Influence of Subtype and Duration on the Se Status of Patients with CD

Gentschew et al¹³ compared serum Se levels between subphenotypes of CD: ileal versus only colonic involvement as well as stricturing and inflammatory (nonstricturing, nonpenetrating) versus penetrating (fistulizing) behavior was associated with significantly lower Se levels. Geerling et al²⁵ analyzed blood micronutrient concentrations in recently diagnosed patients with CD in remission and in those who had the disease for >5 years²⁷ and >10 years²⁶ and who were also currently in remission. Irrespective of the duration of the disease, Se status was lower in patients with CD compared with the respective control groups of the 3 studies. Patients with CD assessed within 6 months after initial diagnosis exhibited mean serum Se concentrations (and GPx activities) of 72.6 μg/L (786 U/mmol Hb) versus 78.2 μg/L (949 U/mmol Hb) in controls (age- and sex-matched volunteers with no history of IBD).²⁵ These differences between disease and control group were very similar to those found in patients with long-standing CD and their respective control groups: serum Se 71.9 μg/L (serum GPx activity 778 U/mmol Hb) for CD >5 years versus 79.7 μg/L and 972 U/mmol Hb in controls (age- and sex-matched volunteers with no history of IBD),²⁷ and 67.9 μg/L (768 U/mmol Hb) for CD >10 years versus 81.3 μg/L (967 U/mmol Hb) in healthy controls.²⁶ This suggests that a low Se status is manifested early in CD and not a mere consequence of the progression of the disease. However, one study reported significantly lower serum Se levels of patients with CD who were diagnosed before the age of 40 years were compared with those diagnosed after the age of 40 years.¹³ This report however did not specify whether the CD subgroups were matched for age at time of serum sampling.

Se Status in UC

Reports of Se status in UC are less consistent than for CD, but generally, the Se status seems to be less affected or unaffected in patients with UC (Table 1). One study found slightly but significantly lower serum Se concentration in recently diagnosed patients with UC in remission compared with controls (P < 0.05),²⁵ whereas 2 other case–control studies conducted in Norway and in Japan reported similar levels of serum Se^22,23 and serum Sepp1²³ in UC cases compared with controls. Furthermore, serum Sepp1 levels were not affected by UC disease activity in the latter study. Former patients with UC who had undergone ileal pouch-anal anastomosis surgery, which removes most of the large bowel, did not significantly differ in their mean plasma Se levels and erythrocyte GPx activities from healthy controls.³² Together with the observations in patients with CD, this reinforces that most of the dietary Se is absorbed through the small bowel.

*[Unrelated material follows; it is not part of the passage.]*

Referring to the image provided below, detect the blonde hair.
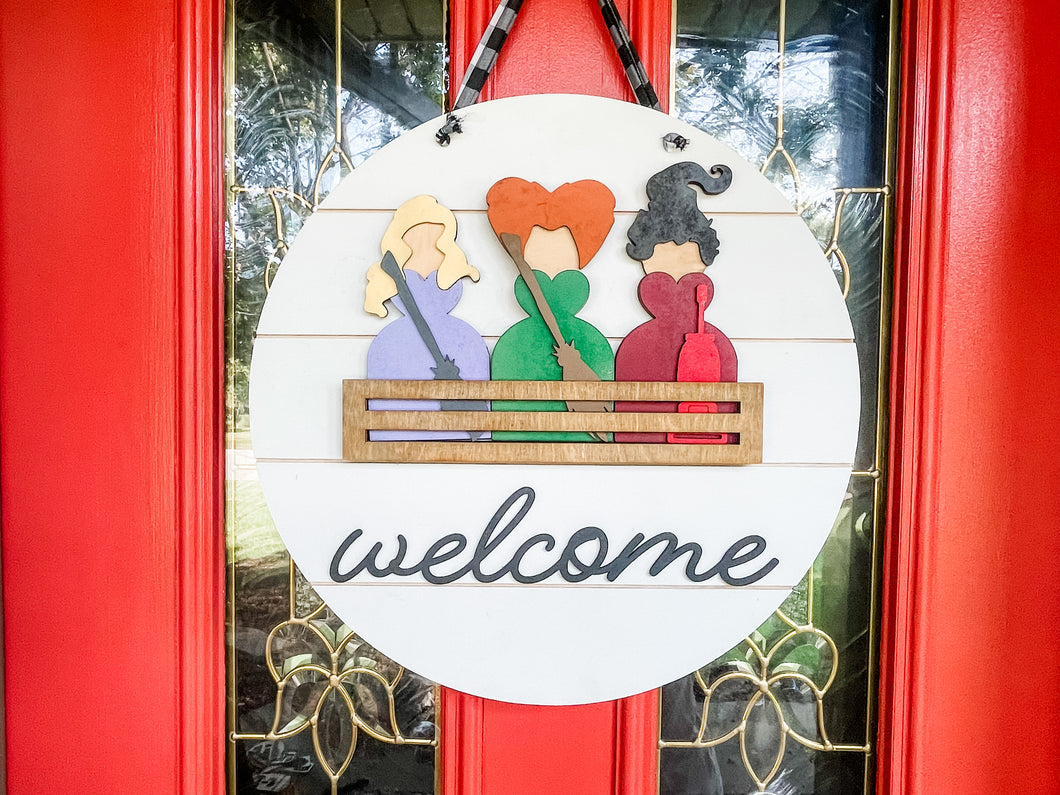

Evidence for Beneficial Effects of Se and Selenoproteins on Intestinal Inflammation

Animal Studies

Se supplementation has been shown to be beneficial in a variety of different experimental settings of colitis in rodent animal models (Table 2).^7,14,33,34 In these experiments, wild-type or selenoprotein knockout animals were fed with diets of different Se content ranging from deficient-to-adequate and supranutritional levels. Thereafter, colitis was induced, and the cohorts were compared for colitis scores, markers of inflammation, extent of tissue damage, etc. The above-mentioned studies differ in the Se status of their animal cohorts, the Se compounds used for supplementation, the duration of supplementation, and the protocols for induction of colitis.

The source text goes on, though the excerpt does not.